Playing Against Type
Have you noticed the way infertile women are routinely portrayed as one-dimensional, downright pitiful creatures in TV and film?
It doesn’t matter what era the story takes place in. Swap out the costumes and look beyond the hair and makeup and the character is always the same distraught, hapless woman. Take a recent episode of Boardwalk Empire — a series set in the 1920s. It included a cameo appearance of Agent Nelson’s wife begging for a operation that might help her get pregnant (can you imagine the quality of fertility care in the prohibition era?)
Contemporary shows and movies are no different. There’s Big Love neighbor Pam Martin who admits to being infertile — and on anti-depressants.
And who can forget Jennifer Garner’s portrayal of a positively desperate, miserable uptight infertile woman in Juno?
The screenplay and TV series writers have proven themselves to be nothing short of lazy, unimaginative — narrow-minded even. They write infertile characters completely lacking in complexity, personality or any ability to adapt. The story line associated with infertile women might as well come out of the same stale fortune cookie: childless women are guaranteed a bleak, miserable future if they don’t become mothers.
Seriously? Is that all you’ve got?
TO: HOLLYWOOD WRITERS
FROM: AN INFERTILE BUT OTHERWISE FEISTY, MULTI-FACETED WOMAN
Why so dull, so predictable with your infertility portrayals? How about leaving the stereotypes aside? Even cartoon* and ogre-based characters get to show off their layers.
Newsflash: Infertile woman operate at more than one speed. Emotional range? You are completely missing an opportunity here. Enough with the pity and damnation. Show some creativity already.
Need a few good role models? Women without children are all over the place — playing against type!

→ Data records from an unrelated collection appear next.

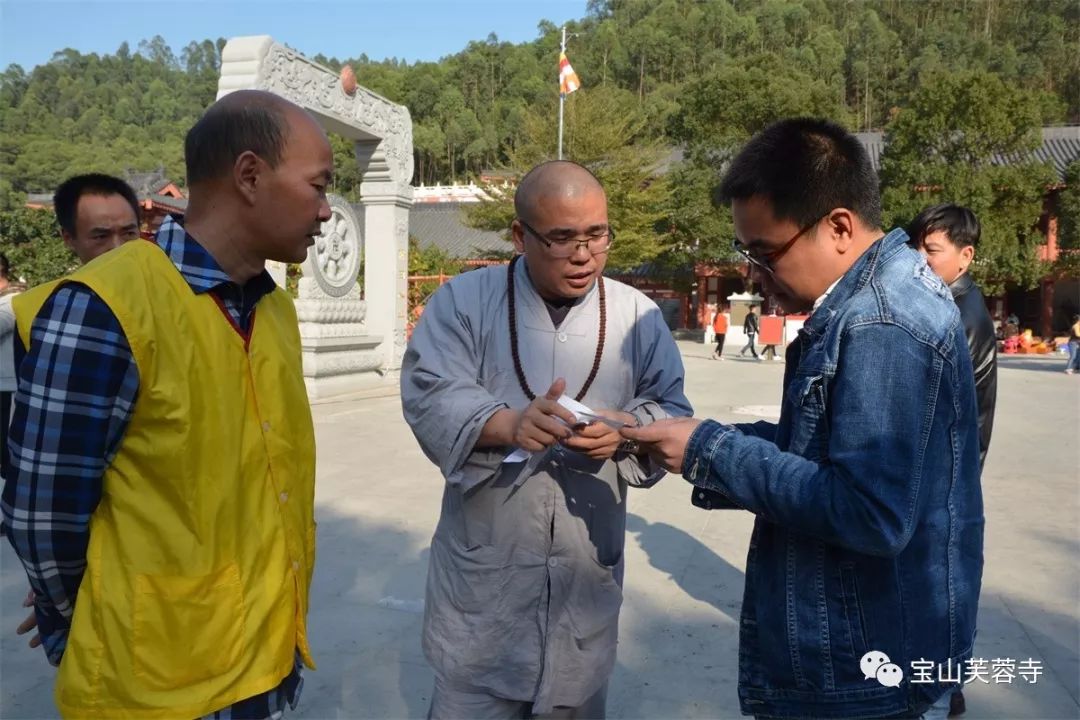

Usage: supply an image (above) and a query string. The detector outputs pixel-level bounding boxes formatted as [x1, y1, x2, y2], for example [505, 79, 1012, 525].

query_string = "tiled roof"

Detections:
[146, 194, 188, 212]
[855, 125, 1080, 179]
[408, 203, 513, 259]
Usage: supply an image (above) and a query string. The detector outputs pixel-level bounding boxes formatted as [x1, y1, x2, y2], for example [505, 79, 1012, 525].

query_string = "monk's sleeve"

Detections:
[615, 303, 693, 488]
[401, 283, 507, 490]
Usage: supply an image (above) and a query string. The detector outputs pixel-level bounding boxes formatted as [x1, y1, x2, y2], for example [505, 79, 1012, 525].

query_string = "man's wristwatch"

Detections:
[619, 412, 642, 454]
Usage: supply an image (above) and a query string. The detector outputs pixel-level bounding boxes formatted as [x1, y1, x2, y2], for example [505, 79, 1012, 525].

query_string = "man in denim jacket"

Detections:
[624, 119, 984, 718]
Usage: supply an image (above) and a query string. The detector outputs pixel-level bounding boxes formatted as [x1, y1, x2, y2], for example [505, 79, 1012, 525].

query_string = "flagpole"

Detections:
[558, 25, 566, 160]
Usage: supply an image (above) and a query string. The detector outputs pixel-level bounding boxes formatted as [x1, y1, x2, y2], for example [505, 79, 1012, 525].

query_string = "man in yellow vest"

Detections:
[4, 173, 140, 362]
[0, 173, 140, 648]
[2, 91, 333, 719]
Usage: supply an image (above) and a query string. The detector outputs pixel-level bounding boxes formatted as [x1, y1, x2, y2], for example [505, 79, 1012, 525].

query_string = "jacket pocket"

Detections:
[784, 375, 828, 460]
[840, 562, 869, 657]
[132, 563, 244, 691]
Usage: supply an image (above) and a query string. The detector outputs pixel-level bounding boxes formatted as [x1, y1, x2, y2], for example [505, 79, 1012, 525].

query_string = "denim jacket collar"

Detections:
[800, 228, 907, 337]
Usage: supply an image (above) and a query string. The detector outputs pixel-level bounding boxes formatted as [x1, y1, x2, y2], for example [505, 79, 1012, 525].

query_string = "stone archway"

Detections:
[217, 36, 413, 397]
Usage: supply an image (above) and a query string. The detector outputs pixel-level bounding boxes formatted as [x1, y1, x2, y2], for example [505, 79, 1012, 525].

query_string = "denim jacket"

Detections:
[683, 230, 984, 718]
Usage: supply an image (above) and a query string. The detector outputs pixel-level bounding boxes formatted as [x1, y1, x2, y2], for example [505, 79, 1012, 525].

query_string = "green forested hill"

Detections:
[0, 0, 1080, 284]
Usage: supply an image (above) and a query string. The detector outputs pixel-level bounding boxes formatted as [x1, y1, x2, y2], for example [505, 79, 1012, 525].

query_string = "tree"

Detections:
[465, 85, 670, 268]
[881, 71, 1055, 296]
[0, 207, 72, 285]
[1054, 160, 1080, 277]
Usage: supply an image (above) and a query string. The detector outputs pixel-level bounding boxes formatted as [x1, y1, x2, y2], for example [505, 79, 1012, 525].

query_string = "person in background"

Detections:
[0, 253, 26, 483]
[1065, 315, 1080, 375]
[907, 205, 998, 467]
[713, 305, 728, 359]
[907, 204, 998, 717]
[739, 308, 760, 359]
[761, 305, 777, 361]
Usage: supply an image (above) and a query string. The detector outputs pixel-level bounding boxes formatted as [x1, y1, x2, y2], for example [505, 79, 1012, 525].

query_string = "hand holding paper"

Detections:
[503, 390, 634, 464]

Here’s a challenge for you Hollywood types: stretch yourselves, update those tired portrayals. Maybe surprise us for a change? There might be an Oscar or Emmy in it for you!
*Actually the only realistically infertile female portrayal I’ve ever seen was, briefly, in a cartoon — Ellie from the movie Up! In a few short scenes we see a character full of zip and spunk leveled by the loss and heartbreak. She despairs for a time then transforms, projecting a steely but dogged determination to regain her adventuresome self. (You can even become her fan on Facebook).
My review of UP!
I’m an easy mark when it comes to poignant stories – a regular waterworks. Books, films, commercials, magazine articles, blog entries – you name it – if the narrative contains even the remotest heart-tugging element, I can be found rummaging for a tissue.
One recent film left me especially verklempt as it evoked an all-too-familiar ache. So what was the movie behind the mangled tissue? Up.
Isn’t that a cartoon movie? Yes, it is, but it contains the story of Ellie and Carl, a tale that will melt even the hardest heart. For infertiles like me their story goes much, much deeper. (Fair warning to my fellow softies: The 3D film format offers the added challenge of wiping away tears and blowing one’s nose behind 3D glasses that also fog up one’s view.)
Here’s what I could see between nose blows…
With the lightest, endearing touch, the folks at Pixar devote the first few minutes of the film setting the scene for a love story that starts at a tender age and endures through thick and thin. In a montage with no dialogue, we see Ellie and Carl cavorting, laughing, picnicking and planning a life together. Then the sequences reveal a major life changing event. In one scene Ellie is painting a nursery, the next she’s being comforted by Carl in a doctor’s office. The killer frame, though, is when we see Ellie sitting almost zombie-like in a chair in the backyard. A once irrepressible spirit she is immobile, inconsolable. With just a few heart-stirring images, Pixar perfectly captured the loss felt by those of us who once joyfully set off to conceive only to be walloped by the unthinkable: infertility and all of the losses it inflicts.
Resilient, Ellie and Carl forge ahead and we see an affection – a bond that was strong – grow even stronger as they lovingly look after each other in ways large and small. That’s just the first 10 minutes of the film. There’s much more to like in the remaining hour and a half with a heartfelt adventure that takes viewers along on a colorful, fantastic ride.
But it’s the beginning of Up that will stay with me. I can’t think of the last time, if ever, I’ve seen a film, TV or short story that offered up an infertile couple as protagonists in a love story. It was oddly comforting to see such a little known, angst-inducing experience played out with such sensitivity and compassion on the big screen. It’s interesting, too, that it took the courage and creativity of animators to effectively convey a very personal heart-wrenching experience.
I can’t help but hope that Ellie and Carl’s vignette leads to greater sensitivity and compassion for those experiencing the much longer version in real life. Meanwhile, I’m Ellie to my Carl and like them, we share a profound love strengthened by loss.